Pequenas situações que nos desviam do cotidiano mas, somente terão peso ou força caso venhamos a lhe atribuir isso. Sem contar a destreza e empenho do pai em não abalar o momento familiar. Após o suposto incidente, a normalidade volta a reinar.
Gostei do clima bucólico do conto! E, coincidentemente, li com uma xícara de café nas mãos. rsrs
Bj!

Truco ladrão disse...

Oo
noos começo com algo simples
e desenvolveu td essa história

parabéns ae
escreve mto beem :D

http://trucoladrao.blogspot.com
http://trucoladrao.blogspot.com

TRUCO LADRÃO ! ♣ ♥ ♠ ♦

o "El Bugu" disse...

Eu sempre achei que um dos papéis fundamentais da arte é provocar algum tipo de emoção. A que eu senti ao ler este conto foi "agônia". Essa sensação se desperta no primeiro gole de café e se acentua no nariz e passa com um espirro. Muito boa narrativa.
Quanto ao uso que pretendo dar para a história do Pedro Bege, ainda não decidi a forma, mas ele me será útil quando alguma discussão sobre questões raciais vierem a tona.
Novamente, obrigado por acompanhar minha produção. Está sendo legal acompanhar a sua também.
Um grande Abraço

Fernando disse...

Ele poderia ter ido ao banheiro, logo após um pedido de licença sutil e recatado.

Que o café de amanhã seja servido sem surpresas. Ou não. Afinal, nada como quebrar rotinas e tradições, não é verdade?

Forte abraço,
Fernando Piovezam
seuanonimo.blogspot.com

Anônimo disse...

A quebra de rotinas e padrões é o que faz a poética da vida ser tão interessante

marcos disse...

retribuindo a visita, e gostei do que encontrei. Em primeiro lugar, parabéns pela escrita, muito bem feita, envolvente.

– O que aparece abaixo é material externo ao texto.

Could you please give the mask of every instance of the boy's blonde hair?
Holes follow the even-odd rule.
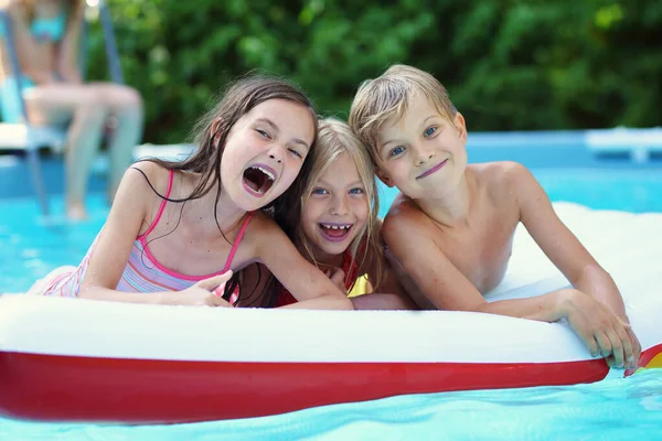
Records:
[[[412,97],[421,94],[452,122],[457,112],[446,87],[433,75],[416,67],[396,64],[375,79],[361,84],[350,110],[350,127],[366,144],[377,164],[380,130],[387,120],[399,120],[407,111]]]
[[[350,245],[352,265],[357,262],[361,267],[370,258],[370,261],[376,268],[377,280],[372,281],[376,286],[382,278],[382,247],[377,223],[377,213],[380,212],[377,184],[367,150],[344,121],[335,118],[325,118],[319,121],[317,146],[306,159],[307,170],[284,195],[284,200],[278,204],[280,209],[276,209],[275,218],[290,239],[296,244],[301,244],[310,260],[317,263],[301,228],[301,216],[319,178],[342,154],[349,154],[352,162],[356,164],[359,178],[365,189],[370,207],[365,226],[356,234],[356,238]]]

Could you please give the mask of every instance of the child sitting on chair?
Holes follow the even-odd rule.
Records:
[[[592,356],[609,357],[613,367],[637,366],[641,347],[609,273],[523,165],[467,163],[465,118],[435,77],[396,65],[364,82],[350,126],[369,147],[380,179],[401,191],[382,234],[421,308],[565,318]],[[502,280],[520,223],[574,288],[488,303],[482,294]]]
[[[128,86],[81,79],[77,54],[85,1],[10,0],[4,8],[22,71],[21,78],[7,67],[0,72],[4,121],[22,121],[19,92],[31,123],[71,121],[65,152],[66,213],[72,219],[85,218],[87,179],[107,121],[110,116],[116,120],[108,146],[111,201],[142,136],[142,100]],[[6,32],[2,26],[0,36]],[[9,66],[4,50],[2,66]]]

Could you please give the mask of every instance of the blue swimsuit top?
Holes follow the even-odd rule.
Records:
[[[55,17],[38,18],[32,20],[30,32],[40,43],[62,41],[66,30],[66,14],[60,13]],[[4,36],[4,23],[0,22],[0,37]]]

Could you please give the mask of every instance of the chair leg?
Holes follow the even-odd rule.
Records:
[[[39,159],[39,150],[36,148],[28,149],[28,166],[30,166],[30,173],[32,174],[32,183],[34,185],[34,191],[39,200],[39,205],[41,207],[42,214],[44,216],[47,216],[49,196],[46,194],[41,161]]]

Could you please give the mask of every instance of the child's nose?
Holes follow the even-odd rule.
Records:
[[[427,150],[427,149],[418,149],[417,150],[418,153],[418,165],[423,165],[426,162],[428,162],[429,160],[431,160],[433,158],[435,158],[435,152],[431,150]]]
[[[280,147],[277,144],[274,144],[271,149],[269,149],[269,158],[271,158],[277,163],[282,162],[282,152],[280,150]]]
[[[331,214],[334,216],[342,216],[348,213],[348,204],[344,197],[335,198],[333,205],[331,206]]]

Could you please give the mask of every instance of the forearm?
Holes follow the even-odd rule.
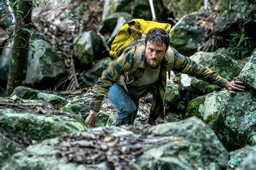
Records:
[[[184,56],[176,51],[174,52],[174,65],[173,70],[187,74],[197,79],[221,88],[226,87],[227,80],[216,72],[197,63],[190,58]]]

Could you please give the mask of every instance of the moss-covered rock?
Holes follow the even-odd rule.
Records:
[[[24,146],[12,141],[1,133],[0,129],[0,167],[9,157],[24,148]]]
[[[92,68],[82,74],[79,77],[79,87],[81,88],[94,86],[102,76],[102,72],[111,62],[112,58],[106,57],[95,62]]]
[[[152,127],[94,128],[46,140],[12,155],[2,169],[220,169],[228,161],[213,131],[194,117]]]
[[[24,99],[37,99],[38,91],[24,86],[18,86],[15,88],[10,97],[16,95],[18,97]]]
[[[93,31],[79,34],[73,41],[74,53],[84,65],[88,65],[96,56],[100,56],[102,42],[99,36]]]
[[[230,150],[253,146],[256,141],[256,52],[240,73],[239,80],[245,82],[245,90],[230,95],[223,109],[218,114],[211,128]]]
[[[206,30],[195,25],[197,15],[184,18],[177,23],[170,35],[171,46],[183,55],[191,56],[201,45]]]
[[[228,56],[215,52],[199,52],[190,57],[190,59],[197,63],[206,67],[219,73],[223,77],[229,81],[239,74],[241,68],[237,61]],[[232,72],[230,72],[230,68]],[[215,85],[198,80],[196,77],[182,74],[181,82],[185,89],[199,91],[206,94],[215,90],[220,90],[221,88]]]
[[[54,106],[63,106],[67,103],[64,98],[51,94],[39,92],[37,96],[38,100],[50,103]]]
[[[208,94],[191,101],[187,105],[186,116],[196,116],[208,125],[223,109],[228,98],[227,90]]]
[[[2,99],[1,102],[12,105],[0,108],[1,128],[29,140],[42,140],[86,128],[83,121],[78,122],[68,113],[58,112],[51,105],[40,101],[12,102]]]
[[[100,22],[98,30],[103,35],[109,37],[106,39],[109,46],[123,25],[132,19],[133,18],[129,13],[119,12],[111,15]]]
[[[197,11],[204,5],[204,1],[192,0],[188,2],[186,0],[163,0],[163,3],[166,8],[173,13],[176,19],[183,16]]]
[[[241,165],[237,169],[238,170],[253,170],[256,167],[256,147],[253,151],[245,159]]]
[[[242,160],[246,158],[252,151],[252,147],[246,146],[230,152],[230,159],[228,161],[227,169],[231,170],[238,167]]]

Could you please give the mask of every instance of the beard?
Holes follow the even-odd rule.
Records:
[[[160,64],[160,62],[158,60],[146,59],[146,61],[149,66],[150,66],[150,68],[153,69],[158,67]]]

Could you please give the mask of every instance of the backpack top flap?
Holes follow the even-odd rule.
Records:
[[[129,22],[121,27],[111,45],[110,55],[114,58],[118,58],[127,47],[136,45],[138,40],[142,38],[143,34],[146,34],[154,27],[161,28],[170,32],[171,25],[142,19],[134,19]]]

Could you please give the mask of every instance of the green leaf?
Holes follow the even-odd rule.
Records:
[[[75,17],[73,13],[70,13],[69,14],[69,16],[71,17],[71,18],[73,18]]]
[[[30,46],[32,47],[32,48],[35,49],[35,46],[32,45],[30,45]]]
[[[14,19],[14,17],[12,17],[12,15],[10,15],[10,13],[8,14],[7,16],[11,18],[11,20]]]
[[[22,31],[27,31],[28,32],[29,32],[29,33],[30,33],[31,32],[31,31],[30,30],[29,30],[29,29],[27,29],[27,28],[23,28],[22,29]]]
[[[2,6],[5,3],[6,1],[0,2],[0,5]]]
[[[31,51],[32,51],[31,57],[32,57],[32,59],[33,59],[34,57],[35,57],[35,53],[36,53],[36,51],[35,50],[31,50]]]
[[[44,36],[44,34],[43,33],[42,33],[42,32],[35,32],[35,35],[41,35],[41,36]]]

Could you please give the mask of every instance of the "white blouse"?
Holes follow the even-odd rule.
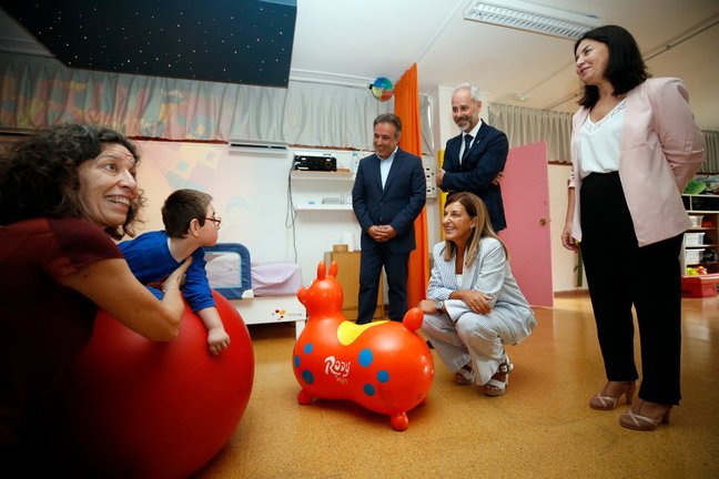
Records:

Sobre a história, gosto de temas simples, cotidianos, vistos de algum ponto de vista em especial, e você fez isso muito bem! Também escrevo contos, quando publicar algum, te peço uma opinião :D
abraços!

Anônimo disse...

Acho que todos merecemos essas doses de boa nostalgia pela manhã, mais uma vez me fez pensar como certos gostos, cheiros, podem nos fazer voltar no tempo e encontrar boas recordações.
Coisas assim simples do dia-a-dia que trazem felicidade de que precisamos.
Texto muito bem escrito e impecável.
http://infinitalixeira.blogspot.com/

Anônimo disse...

Desconheço a mensagem vinda por trás deste conto, considero as 'surpresas' da vida, inusitadas, e não desconfortantes.

Escreve bem, parabéns pelo conto.


meu blog: http://www.mundomudoouvidossurdos.blogspot.com/

Alex Azevedo Dias disse...

Magalli, não há mensagem por trás do conto. Mas se você diz que a desconhece, é porque sabe muito bem qual é! Agradeço a todos pelos comentários inteligentes e pertinentes. Um grande abraço!

Luciano Castro disse...

TUDO É UM RETROCESSO. O NOVO HA TEMPOS NÃO EXISTE...

OBRIGADO PELO COMENTÁRIO EM MEU BLOG
AMANHA, MAIS UMA DICA RÁPIDA.
http://lucconceito.blogspot.com/

Unknown disse...

E quem nunca passou por uma situação complicada durante o café .. Taí um momento muito gostoso da vida

Eduardo o/ disse...

cafés são bons momento pra mim

x]

http://oarlecrim.blogspot.com/

REGINA GOIS DE MELLO disse...

Belo conto, deu para sentir o cheirinho do café e o desespero do pai.Gostei muito do seu estilo.
Parabéns!
Venha visitar o meu blog

REGINA GOIS DE MELLO disse...

Adorei o seu estilo.
Parabéns!

Katiele França disse...

Adorei seu comentário no meu blog, poucas pessoas analisam filmes assim, parabéns pela reflexão, ótimo cérebro.